[UPDATE: the full paper describing this approach has now been published in the Journal of Learning Analytics]
[based on Doug Clow’s liveblog of the talk I did at the LAEP workshop in Amsterdam]
I was a law student when I first came across learning analytics; the idea of being asked “do you consent to learning analytics?” worried me. From the student point of view it didn’t seem to offer me either useful information or meaningful control of what (unknown) consequences might arise if I answered “yes” or “no”. From the perspective of a responsible service provider it doesn’t seem to help much either: it doesn’t give me any clues what I ought to be doing with students’ data, beyond a temptation to “whatever they’ll let me get away with”, which almost certainly isn’t how an ethical provider should be thinking. Since learning analytics done well ought to benefit both students and providers, there ought to be a better way.

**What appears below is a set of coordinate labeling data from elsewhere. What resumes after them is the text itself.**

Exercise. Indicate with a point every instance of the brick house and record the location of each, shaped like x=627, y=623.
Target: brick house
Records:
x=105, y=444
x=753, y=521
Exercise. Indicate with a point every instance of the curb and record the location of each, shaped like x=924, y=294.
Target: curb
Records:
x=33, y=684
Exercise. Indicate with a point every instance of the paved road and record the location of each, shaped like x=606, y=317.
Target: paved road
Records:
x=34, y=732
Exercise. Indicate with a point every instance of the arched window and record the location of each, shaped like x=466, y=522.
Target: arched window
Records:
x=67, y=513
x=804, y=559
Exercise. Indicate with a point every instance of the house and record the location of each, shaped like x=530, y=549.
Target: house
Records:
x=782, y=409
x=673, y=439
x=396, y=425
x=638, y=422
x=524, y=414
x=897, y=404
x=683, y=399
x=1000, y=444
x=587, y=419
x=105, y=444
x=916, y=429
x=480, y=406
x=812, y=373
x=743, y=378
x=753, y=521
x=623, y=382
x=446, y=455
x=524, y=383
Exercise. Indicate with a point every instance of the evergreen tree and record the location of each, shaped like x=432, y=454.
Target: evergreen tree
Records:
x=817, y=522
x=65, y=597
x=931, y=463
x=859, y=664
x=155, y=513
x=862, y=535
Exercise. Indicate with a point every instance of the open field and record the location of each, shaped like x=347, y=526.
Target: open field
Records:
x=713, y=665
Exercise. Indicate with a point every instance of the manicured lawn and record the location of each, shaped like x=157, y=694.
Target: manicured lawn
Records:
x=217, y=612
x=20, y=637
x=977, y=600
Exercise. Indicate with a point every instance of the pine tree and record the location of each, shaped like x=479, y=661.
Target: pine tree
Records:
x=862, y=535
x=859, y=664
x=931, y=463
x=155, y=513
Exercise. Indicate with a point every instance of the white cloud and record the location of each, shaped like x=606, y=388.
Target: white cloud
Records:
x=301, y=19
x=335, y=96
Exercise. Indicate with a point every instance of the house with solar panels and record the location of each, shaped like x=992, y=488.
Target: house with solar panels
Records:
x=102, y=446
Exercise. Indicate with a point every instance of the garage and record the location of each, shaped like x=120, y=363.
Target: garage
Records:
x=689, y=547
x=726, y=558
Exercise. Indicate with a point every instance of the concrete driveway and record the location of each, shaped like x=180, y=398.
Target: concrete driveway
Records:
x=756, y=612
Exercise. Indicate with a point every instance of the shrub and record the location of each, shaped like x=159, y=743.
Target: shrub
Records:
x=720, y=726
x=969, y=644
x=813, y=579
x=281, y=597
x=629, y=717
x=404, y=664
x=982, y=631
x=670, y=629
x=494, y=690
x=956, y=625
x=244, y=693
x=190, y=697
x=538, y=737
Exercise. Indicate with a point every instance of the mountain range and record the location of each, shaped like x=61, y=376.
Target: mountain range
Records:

Looking at data protection law as a whole, a lot more guidance becomes available if we think of learning analytics as a two-stage process. First finding patterns in data, and then using those patterns either to improve our educational provision as a whole, or to personalise the education offered to individual students.
Considering the “pattern-finding” stage as a legitimate interest of the organisation immediately provides the sort of ethical and practical guidance we should be looking for. The interest must be defined, stated and legitimate (“improving educational provision” should satisfy that), our processing of personal data must be necessary for that purpose, and the impact on individuals must be minimised. Furthermore the interest must be sufficiently strong to justify any remaining risk of impact – if that balancing test isn’t met then that line of enquiry must stop. Practices that reduce the risk to individuals – such as anonymisation/pseudonymisation and rules against de-identification and misuse – make it more likely that the test will be passed.
Many of the patterns that emerge from this stage can be used without any further data processing: if correlations suggest that 9am Saturday lectures don’t lead to good results, or that one section of a course is particularly hard for students to follow, then we can simply make the necessary changes to course materials or schedules.
Other patterns may suggest that some types of student will benefit from more challenging materials, or from greater support, or from a particular choice of textbook or study path. For these the aim is to maximise the (positive) impact on each student, so a different approach is needed. Now we are “pattern-matching”: querying the data to discover which individuals should be offered a particular personalised treatment. And once a pattern has been identified and the appropriate response identified, then the organisation is much better able to describe to the student what is involved and what the risks and benefits might be. Now consent can give the student meaningful information and, if the offer is presented as a choice between personalised and standard provision, control as well. Seeking consent at this stage also feels ethically meaningful because it signifies an agreement between the student and the organisation to the switch from impact-minimising to impact-maximising behaviour.
A paper discussing the legal background to the model, and exploring some of the practical guidance that emerges from it, will be published in the Journal of Learning Analytics next month.